A intervenção federal valerá exclusivamente para a área de segurança pública do DF e vigora até o dia 31 de janeiro de 2023. Segundo o decreto, “o objetivo da intervenção é pôr termo ao grave comprometimento da ordem pública no Estado no Distrito Federal, marcada por atos de violência e invasão de prédios públicos“.
Segundo o presidente, houve “incompetência, má vontade ou má fé” das autoridades responsáveis pela segurança pública do Distrito Federal. Bolsonaristas invadiram e depredaram o Palácio do Planalto, o Congresso Nacional e o Supremo Tribunal Federal (STF).
“Aquelas pessoas que nós chamamos de fascistas, de tudo que é abominável na política, invadiram a sede do governo, do Congresso Nacional e a Suprema Corte. Como verdadeiros vândalos, destruíram o que encontravam pela frente. Nós achamos que houve falta de segurança e queria dizer que todas as pessoas que fizeram isso serão encontradas e serão punidas”, disse o presidente.
Lula comparou os manifestantes a “nazistas fanáticos” e “fascistas fanáticos” e disse que nenhuma mobilização similar aconteceu na história. “Não existe precedente e essa gente terá que ser punida”, afirmou.

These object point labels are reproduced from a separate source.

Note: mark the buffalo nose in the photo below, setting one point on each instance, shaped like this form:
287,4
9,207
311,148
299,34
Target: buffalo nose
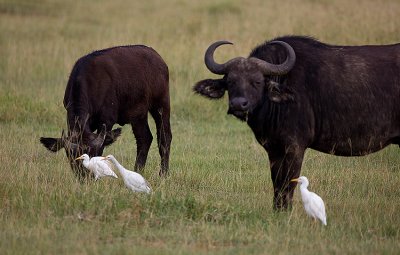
239,104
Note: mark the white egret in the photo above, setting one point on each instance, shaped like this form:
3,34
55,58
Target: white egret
99,167
313,204
133,181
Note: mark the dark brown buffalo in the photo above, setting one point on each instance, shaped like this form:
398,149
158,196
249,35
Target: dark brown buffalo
297,93
119,85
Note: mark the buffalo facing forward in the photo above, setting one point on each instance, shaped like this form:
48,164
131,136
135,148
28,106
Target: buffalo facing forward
116,85
296,93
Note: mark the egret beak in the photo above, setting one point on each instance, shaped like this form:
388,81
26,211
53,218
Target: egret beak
78,158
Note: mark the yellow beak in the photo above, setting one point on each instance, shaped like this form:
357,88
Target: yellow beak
78,158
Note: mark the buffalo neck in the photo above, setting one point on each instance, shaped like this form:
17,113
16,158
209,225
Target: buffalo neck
265,120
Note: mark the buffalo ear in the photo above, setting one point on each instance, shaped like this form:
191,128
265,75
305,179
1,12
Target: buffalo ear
52,144
210,88
112,136
279,93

O mandatário garantiu que os financiadores dos atos também serão investigados. “Todos pagarão com a força da lei por esse gesto antidemocrático de vândalos e fascistas”.

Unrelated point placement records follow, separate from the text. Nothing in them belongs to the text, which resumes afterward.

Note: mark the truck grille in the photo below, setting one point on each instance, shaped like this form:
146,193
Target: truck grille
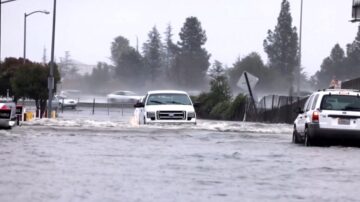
171,115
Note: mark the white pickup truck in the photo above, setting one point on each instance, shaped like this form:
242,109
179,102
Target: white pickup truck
165,106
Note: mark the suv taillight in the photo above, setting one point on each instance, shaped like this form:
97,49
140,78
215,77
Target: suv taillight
315,116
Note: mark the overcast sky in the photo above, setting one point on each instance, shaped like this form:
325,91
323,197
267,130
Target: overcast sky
234,28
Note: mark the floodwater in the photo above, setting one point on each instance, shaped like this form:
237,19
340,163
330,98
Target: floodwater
107,157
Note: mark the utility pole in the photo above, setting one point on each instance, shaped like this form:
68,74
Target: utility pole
300,38
2,2
51,75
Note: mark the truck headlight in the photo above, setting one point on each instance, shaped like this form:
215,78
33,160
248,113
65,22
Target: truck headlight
191,115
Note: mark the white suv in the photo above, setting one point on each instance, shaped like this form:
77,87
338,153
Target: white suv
328,114
165,107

Crime contra democracia – O jurista Fernando Augusto Fernandes disse à Sputnik Brasil que “estamos vendo crimes contra o Estado de direito Democrático” e destacou o artigo 359-L da Constituição: “Tentar, com emprego de violência ou grave ameaça, abolir o Estado Democrático de Direito, impedindo ou restringindo o exercício dos poderes constitucionais: Pena – reclusão, de 4 (quatro) a 8 (oito) anos, além da pena correspondente à violência”.